UTF8Encoding.GetEncoder Method
Definition
Important
Some information relates to prerelease product that may be substantially modified before it’s released. Microsoft makes no warranties, express or implied, with respect to the information provided here.
Obtains an encoder that converts a sequence of Unicode characters into a UTF-8 encoded sequence of bytes.
public:
override System::Text::Encoder ^ GetEncoder();
public override System.Text.Encoder GetEncoder ();
override this.GetEncoder : unit -> System.Text.Encoder
Public Overrides Function GetEncoder () As Encoder
Returns
A Encoder that converts a sequence of Unicode characters into a UTF-8 encoded sequence of bytes.
Examples
The following example uses the GetEncoder method to obtain an encoder to convert a sequence of characters into a UTF-8 encoded sequence of bytes.
using namespace System;
using namespace System::Text;
using namespace System::Collections;
int main()
{
array<Char>^chars = {'a','b','c',L'\u0300',L'\ua0a0'};
array<Byte>^bytes;
Encoder^ utf8Encoder = Encoding::UTF8->GetEncoder();
int byteCount = utf8Encoder->GetByteCount( chars, 2, 3, true );
bytes = gcnew array<Byte>(byteCount);
int bytesEncodedCount = utf8Encoder->GetBytes( chars, 2, 3, bytes, 0, true );
Console::WriteLine( "{0} bytes used to encode characters.", bytesEncodedCount );
Console::Write( "Encoded bytes: " );
IEnumerator^ myEnum = bytes->GetEnumerator();
while ( myEnum->MoveNext() )
{
Byte b = safe_cast<Byte>(myEnum->Current);
Console::Write( "[{0}]", b );
}
Console::WriteLine();
}
using System;
using System.Text;
class UTF8EncodingExample {
public static void Main() {
Char[] chars = new Char[] {'a', 'b', 'c', '\u0300', '\ua0a0'};
Byte[] bytes;
Encoder utf8Encoder = Encoding.UTF8.GetEncoder();
int byteCount = utf8Encoder.GetByteCount(chars, 2, 3, true);
bytes = new Byte[byteCount];
int bytesEncodedCount = utf8Encoder.GetBytes(chars, 2, 3, bytes, 0, true);
Console.WriteLine(
"{0} bytes used to encode characters.", bytesEncodedCount
);
Console.Write("Encoded bytes: ");
foreach (Byte b in bytes) {
Console.Write("[{0}]", b);
}
Console.WriteLine();
}
}
Imports System.Text
Imports Microsoft.VisualBasic.Strings
Class UTF8EncodingExample
Public Shared Sub Main()
'Characters:
' ChrW(97) = a
' ChrW(98) = b
' ChrW(99) = c
' ChrW(768) = `
' ChrW(41120) = valid unicode code point, but not a character
Dim chars() As Char = {ChrW(97), ChrW(98), ChrW(99), ChrW(768), ChrW(41120)}
Dim bytes() As Byte
Dim utf8Encoder As Encoder = Encoding.UTF8.GetEncoder()

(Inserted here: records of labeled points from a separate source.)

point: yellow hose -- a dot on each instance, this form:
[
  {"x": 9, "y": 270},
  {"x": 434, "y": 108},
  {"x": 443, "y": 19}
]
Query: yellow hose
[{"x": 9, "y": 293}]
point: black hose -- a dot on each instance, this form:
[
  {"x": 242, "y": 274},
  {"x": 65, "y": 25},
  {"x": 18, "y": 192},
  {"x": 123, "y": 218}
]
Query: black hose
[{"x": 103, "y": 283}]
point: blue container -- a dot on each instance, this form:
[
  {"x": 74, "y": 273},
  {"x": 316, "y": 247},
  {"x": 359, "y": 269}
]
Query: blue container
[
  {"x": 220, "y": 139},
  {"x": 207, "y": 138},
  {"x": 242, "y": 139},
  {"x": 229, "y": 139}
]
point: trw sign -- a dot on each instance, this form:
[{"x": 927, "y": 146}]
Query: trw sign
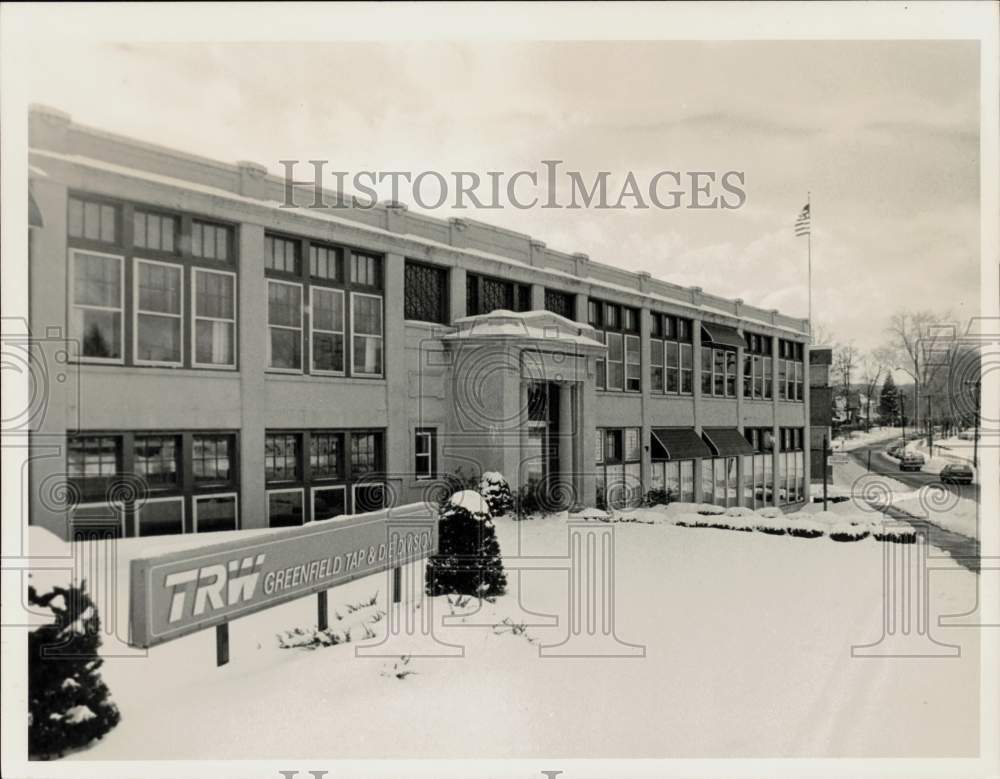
[{"x": 179, "y": 593}]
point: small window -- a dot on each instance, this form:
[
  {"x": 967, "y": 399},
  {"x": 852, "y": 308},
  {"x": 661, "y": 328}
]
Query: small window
[
  {"x": 366, "y": 334},
  {"x": 425, "y": 453},
  {"x": 327, "y": 338},
  {"x": 324, "y": 262},
  {"x": 281, "y": 254},
  {"x": 156, "y": 460},
  {"x": 154, "y": 231},
  {"x": 284, "y": 320},
  {"x": 93, "y": 220},
  {"x": 214, "y": 313},
  {"x": 210, "y": 241},
  {"x": 97, "y": 305},
  {"x": 159, "y": 312},
  {"x": 366, "y": 269},
  {"x": 213, "y": 459},
  {"x": 281, "y": 457}
]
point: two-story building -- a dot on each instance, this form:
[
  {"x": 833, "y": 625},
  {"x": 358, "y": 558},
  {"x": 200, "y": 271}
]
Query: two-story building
[{"x": 239, "y": 364}]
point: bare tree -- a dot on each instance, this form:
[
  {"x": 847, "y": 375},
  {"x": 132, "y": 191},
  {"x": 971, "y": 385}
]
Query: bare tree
[{"x": 915, "y": 337}]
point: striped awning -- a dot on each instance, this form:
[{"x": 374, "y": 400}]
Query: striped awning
[
  {"x": 721, "y": 335},
  {"x": 726, "y": 441},
  {"x": 677, "y": 443}
]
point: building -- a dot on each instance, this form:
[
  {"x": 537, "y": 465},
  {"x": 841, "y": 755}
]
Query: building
[{"x": 238, "y": 364}]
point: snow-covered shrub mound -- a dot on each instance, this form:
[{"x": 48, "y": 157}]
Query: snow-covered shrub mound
[
  {"x": 496, "y": 491},
  {"x": 468, "y": 559},
  {"x": 846, "y": 531},
  {"x": 775, "y": 526},
  {"x": 805, "y": 528},
  {"x": 69, "y": 706}
]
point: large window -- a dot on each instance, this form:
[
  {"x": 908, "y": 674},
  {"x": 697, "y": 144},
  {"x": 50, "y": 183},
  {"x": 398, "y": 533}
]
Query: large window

Dim byteCount As Integer = utf8Encoder.GetByteCount(chars, 2, 3, True)
bytes = New Byte(byteCount - 1) {}
Dim bytesEncodedCount As Integer = utf8Encoder.GetBytes( _
chars, 2, 3, bytes, 0, True _
)
Console.WriteLine("{0} bytes used to encode characters.", bytesEncodedCount)
Console.Write("Encoded bytes: ")
Dim b As Byte
For Each b In bytes
Console.Write("[{0}]", b)
Next b
Console.WriteLine()
End Sub
End Class
Remarks
The Encoder.GetBytes method converts sequential blocks of characters into sequential blocks of bytes, in a manner similar to the GetBytes method. However, a Encoder maintains state information between calls so it can correctly encode character sequences that span blocks. The Encoder also preserves trailing characters at the end of data blocks and uses the trailing characters in the next encoding operation. For example, a data block might end with an unmatched high surrogate, and the matching low surrogate might be in the next data block. Therefore, GetDecoder and GetEncoder are useful for network transmission and file operations, because those operations often deal with blocks of data instead of a complete data stream.
If error detection is enabled, that is, the throwOnInvalidCharacters
parameter of the constructor is set to true
, error detection is also enabled in the Encoder returned by this method. If error detection is enabled and an invalid sequence is encountered, the state of the encoder is undefined and processing must stop.